Ella asiente rápidamente con la cabeza.
El Gobernador mira a Lilly.
—¿Y tú? ¿Lo tienes claro?
La mujer sigue mirando al suelo sin decir nada.
—No estoy buscando consenso. Te lo preguntaré otra vez, Lilly: ¿Has entendido el contrato? —insiste el Gobernador, acercándose a ella cada vez más.
Lilly se niega a hablar.
El Gobernador saca su Army Colt del calibre 45 y empuñadura perlada, retira el seguro y presiona la cabeza de Lilly con el cañón del arma. Sin embargo, antes de poder decir algo más o pegarle un tiro en la cabeza, ella lo mira.
—Lo he entendido —contesta finalmente.
—¡Damas y caballeros!
La voz nasal del joven granjero crepita a través del sistema de altavoces del estadio, su eco se extiende por todo el caótico escenario que hay detrás de la valla metálica.
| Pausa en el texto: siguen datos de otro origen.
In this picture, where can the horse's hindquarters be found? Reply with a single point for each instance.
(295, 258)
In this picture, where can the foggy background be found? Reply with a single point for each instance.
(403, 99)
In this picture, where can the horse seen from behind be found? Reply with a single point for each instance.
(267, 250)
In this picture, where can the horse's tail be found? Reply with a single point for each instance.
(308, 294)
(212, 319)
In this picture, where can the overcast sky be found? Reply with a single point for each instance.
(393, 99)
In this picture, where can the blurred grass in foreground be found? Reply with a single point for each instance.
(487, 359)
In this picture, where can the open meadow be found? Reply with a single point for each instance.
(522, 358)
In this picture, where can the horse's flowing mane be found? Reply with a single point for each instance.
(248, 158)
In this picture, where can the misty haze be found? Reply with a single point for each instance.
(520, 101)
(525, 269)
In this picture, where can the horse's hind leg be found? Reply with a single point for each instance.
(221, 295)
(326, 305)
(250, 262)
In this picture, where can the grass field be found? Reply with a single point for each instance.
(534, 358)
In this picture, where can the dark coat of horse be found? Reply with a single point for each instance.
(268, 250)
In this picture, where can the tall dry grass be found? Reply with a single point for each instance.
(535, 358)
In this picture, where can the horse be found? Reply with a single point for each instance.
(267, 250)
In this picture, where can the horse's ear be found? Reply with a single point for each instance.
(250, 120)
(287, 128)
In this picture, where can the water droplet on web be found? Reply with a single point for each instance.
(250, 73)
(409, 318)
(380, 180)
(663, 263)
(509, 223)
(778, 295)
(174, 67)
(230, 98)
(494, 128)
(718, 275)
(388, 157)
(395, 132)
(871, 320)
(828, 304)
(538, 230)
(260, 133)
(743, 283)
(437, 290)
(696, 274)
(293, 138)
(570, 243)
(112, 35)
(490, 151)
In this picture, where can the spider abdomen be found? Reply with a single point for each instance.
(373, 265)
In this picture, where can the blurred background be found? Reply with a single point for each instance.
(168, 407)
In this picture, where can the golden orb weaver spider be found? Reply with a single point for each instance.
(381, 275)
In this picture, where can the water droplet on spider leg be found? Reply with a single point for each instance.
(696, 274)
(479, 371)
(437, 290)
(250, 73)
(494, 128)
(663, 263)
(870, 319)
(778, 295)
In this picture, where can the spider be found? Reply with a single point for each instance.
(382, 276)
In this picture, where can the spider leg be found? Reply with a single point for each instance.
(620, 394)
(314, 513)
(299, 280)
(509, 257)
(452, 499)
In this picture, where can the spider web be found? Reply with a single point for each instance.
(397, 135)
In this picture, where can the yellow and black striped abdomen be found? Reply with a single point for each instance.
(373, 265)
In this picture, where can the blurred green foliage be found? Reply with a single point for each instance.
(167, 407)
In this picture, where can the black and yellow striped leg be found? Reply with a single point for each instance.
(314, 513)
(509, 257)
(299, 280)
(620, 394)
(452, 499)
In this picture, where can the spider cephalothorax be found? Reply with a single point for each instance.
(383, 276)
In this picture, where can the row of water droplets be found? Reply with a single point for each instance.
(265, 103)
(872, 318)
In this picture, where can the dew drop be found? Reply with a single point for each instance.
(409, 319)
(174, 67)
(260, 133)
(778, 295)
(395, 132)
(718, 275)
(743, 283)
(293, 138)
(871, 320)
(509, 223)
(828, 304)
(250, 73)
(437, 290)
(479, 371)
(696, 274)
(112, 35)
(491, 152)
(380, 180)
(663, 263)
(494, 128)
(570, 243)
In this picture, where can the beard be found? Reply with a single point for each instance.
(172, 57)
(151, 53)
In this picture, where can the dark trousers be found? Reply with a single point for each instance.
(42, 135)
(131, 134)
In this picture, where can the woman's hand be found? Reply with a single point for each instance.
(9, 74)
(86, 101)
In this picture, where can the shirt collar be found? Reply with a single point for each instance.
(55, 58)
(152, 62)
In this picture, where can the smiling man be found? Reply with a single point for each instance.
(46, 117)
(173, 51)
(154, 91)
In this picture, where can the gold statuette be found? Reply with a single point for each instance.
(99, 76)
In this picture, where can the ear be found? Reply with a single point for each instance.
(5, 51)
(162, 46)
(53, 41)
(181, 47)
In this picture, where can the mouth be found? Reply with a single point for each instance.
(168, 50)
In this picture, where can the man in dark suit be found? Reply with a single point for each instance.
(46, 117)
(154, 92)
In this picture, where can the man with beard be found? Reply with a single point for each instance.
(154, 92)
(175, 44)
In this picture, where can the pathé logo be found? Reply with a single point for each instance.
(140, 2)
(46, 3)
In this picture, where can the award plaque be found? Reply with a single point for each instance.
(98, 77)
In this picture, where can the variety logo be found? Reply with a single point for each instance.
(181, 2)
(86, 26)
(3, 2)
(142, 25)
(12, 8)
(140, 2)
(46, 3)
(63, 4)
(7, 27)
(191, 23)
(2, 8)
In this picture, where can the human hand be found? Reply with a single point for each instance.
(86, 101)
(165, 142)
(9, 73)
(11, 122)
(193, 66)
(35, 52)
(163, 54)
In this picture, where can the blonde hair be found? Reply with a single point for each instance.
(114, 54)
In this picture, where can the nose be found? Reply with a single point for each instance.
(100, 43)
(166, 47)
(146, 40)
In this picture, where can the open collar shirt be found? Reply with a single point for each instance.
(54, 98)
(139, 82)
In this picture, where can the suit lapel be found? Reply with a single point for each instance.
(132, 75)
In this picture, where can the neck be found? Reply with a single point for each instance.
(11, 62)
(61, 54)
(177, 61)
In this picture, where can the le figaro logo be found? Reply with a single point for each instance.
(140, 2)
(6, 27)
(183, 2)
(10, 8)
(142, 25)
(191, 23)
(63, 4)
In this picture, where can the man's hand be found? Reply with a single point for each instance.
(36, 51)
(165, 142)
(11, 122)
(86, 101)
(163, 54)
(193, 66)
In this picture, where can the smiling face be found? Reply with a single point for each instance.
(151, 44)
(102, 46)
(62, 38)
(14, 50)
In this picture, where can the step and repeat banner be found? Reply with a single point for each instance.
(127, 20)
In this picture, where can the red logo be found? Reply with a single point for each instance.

La masa de espectadores se ha dispersado por todos los asientos de las gradas, aunque ni un solo asistente ha abandonado el recinto. Algunos de ellos están acostados boca arriba, borrachos, mirando el oscuro cielo sin luna. Otros, intentando olvidar los horrores de la batalla campal que acaban de presenciar en la pista, se pasan las botellas de licor una y otra vez.
Los más ebrios se dedican a tirar basura y botellas vacías al centro del campo para molestar a los mordedores cautivos, que intentan huir tirando de las cadenas, mientras de sus labios podridos rebosan babas negras.
Desde hace ya más de una hora, el público silba y abuchea mientras los dos luchadores muertos yacen sobre el charco de su propia sangre, fuera del alcance de los zombies.
Vuelve a oírse la voz amplificada:
—¡El Gobernador tiene una gran noticia que darnos!
El anuncio capta toda la atención de los presentes, que dejan de proferir la cacofonía colectiva y paran de silbar y abuchear. El público, formado por unos cuarenta espectadores, vuelve a sentarse aturdido en las butacas de la primera fila, algunos de ellos incluso tropezándose debido a su estado de embriaguez. En unos minutos, todos los espectadores están incorporados en los asientos de primera fila, situados tras la valla metálica que en su día protegía a los aficionados a las carreras de los trompos y los neumáticos en llamas que salían volando de la pista.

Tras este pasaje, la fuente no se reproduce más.